How about Hobbes’ Social Contract?
The 17th Century English philosopher Thomas Hobbes came up with the notion of a Social Contract. Hobbes was not the first one to come up with that concept but is probably the most famous.
There are many formulations of this concept but here is one:
“First, they must agree to establish society by collectively and reciprocally renouncing the rights they had against one another in the State of Nature. Second, they must imbue some one person or assembly of persons with the authority and power to enforce the initial contract. In other words, to ensure their escape from the State of Nature, they must both agree to live together under common laws, and create an enforcement mechanism for the social contract and the laws that constitute it. Since the sovereign is invested with the authority and power to mete out punishments for breaches of the contract which are worse than not being able to act as one pleases, men have good, albeit self-interested, reason to adjust themselves to the artifice of morality in general, and justice in particular. Society becomes possible because, whereas in the State of Nature there was no power able to “overawe them all”, now there is an artificially and conventionally superior and more powerful person who can force men to cooperate. While living under the authority of a Sovereign can be harsh (Hobbes argues that because men’s passions can be expected to overwhelm their reason, the Sovereign must have absolute authority in order for the contract to be successful) it is at least better than living in the State of Nature. And, no matter how much we may object to how poorly a Sovereign manages the affairs of the state and regulates our own lives, we are never justified in resisting his power because it is the only thing which stands between us and what we most want to avoid, the State of Nature.”

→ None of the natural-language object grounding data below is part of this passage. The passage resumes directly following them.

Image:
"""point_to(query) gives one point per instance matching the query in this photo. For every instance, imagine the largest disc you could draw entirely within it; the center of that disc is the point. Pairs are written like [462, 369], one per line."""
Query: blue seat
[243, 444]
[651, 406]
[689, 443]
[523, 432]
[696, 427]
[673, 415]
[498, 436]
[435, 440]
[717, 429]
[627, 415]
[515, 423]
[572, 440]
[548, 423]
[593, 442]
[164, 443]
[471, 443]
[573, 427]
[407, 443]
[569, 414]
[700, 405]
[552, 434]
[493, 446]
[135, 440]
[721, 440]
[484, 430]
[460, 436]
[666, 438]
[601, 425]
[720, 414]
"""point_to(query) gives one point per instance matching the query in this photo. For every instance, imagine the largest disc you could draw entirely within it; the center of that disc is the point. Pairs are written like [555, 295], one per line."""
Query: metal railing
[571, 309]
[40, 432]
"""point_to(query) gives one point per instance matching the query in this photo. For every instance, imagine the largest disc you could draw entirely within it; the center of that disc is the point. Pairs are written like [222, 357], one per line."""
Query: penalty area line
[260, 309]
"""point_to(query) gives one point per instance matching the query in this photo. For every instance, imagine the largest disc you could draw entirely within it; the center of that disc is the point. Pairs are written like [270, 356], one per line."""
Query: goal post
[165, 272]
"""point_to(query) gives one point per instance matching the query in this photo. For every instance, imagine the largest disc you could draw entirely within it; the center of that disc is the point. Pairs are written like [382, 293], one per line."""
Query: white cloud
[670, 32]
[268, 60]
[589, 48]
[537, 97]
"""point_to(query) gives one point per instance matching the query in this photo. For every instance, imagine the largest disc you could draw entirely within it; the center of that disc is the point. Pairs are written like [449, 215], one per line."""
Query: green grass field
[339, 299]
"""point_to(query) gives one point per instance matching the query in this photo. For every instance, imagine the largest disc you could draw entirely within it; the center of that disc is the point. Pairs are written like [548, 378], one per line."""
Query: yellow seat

That is all fine and good but recently I was told that by existing I had agreed to this contract? Well not really! I am wary of even verbal contracts let alone unsigned written ones but contracts that exist by virtue of me existing? I have to ask and did ask what planet did this person come from? I have not agreed to any Social Contract so I guess I am in revolt against it or at least in the negotiation phase. No! I am in outright revolt.
Now a Sovereign may have the power to control me. That is easily done. But the reality that someone has the power to control me is not equivalent to me having agreed to submit to that power and authority.
Sometimes I wonder where people are coming from. We raise the price of that of which we want to sell more and tell people that they have agreed to contracts by virtue of existing. And this Social Contract varies by culture. So if the Social Contract says that women have no rights, does that mean they have agreed to have no rights? If the so-called Social Contract says that infidels must convert or pay a tax for their failure to accept another’s version of the truth, does that mean the infidel has agreed to those terms?
I observe that our barnyard animals (equines, ovines, and domesticated junglefowl) figure out how to live together not in pure nature as they are protected by an electric fence from the coyotes but they have to and do learn how to get along with each other. So why is it that humans must have a Social Contract stuffed down their throats or revert to nature and not be able to get along? It makes no sense to me. I must not be sufficiently evolved.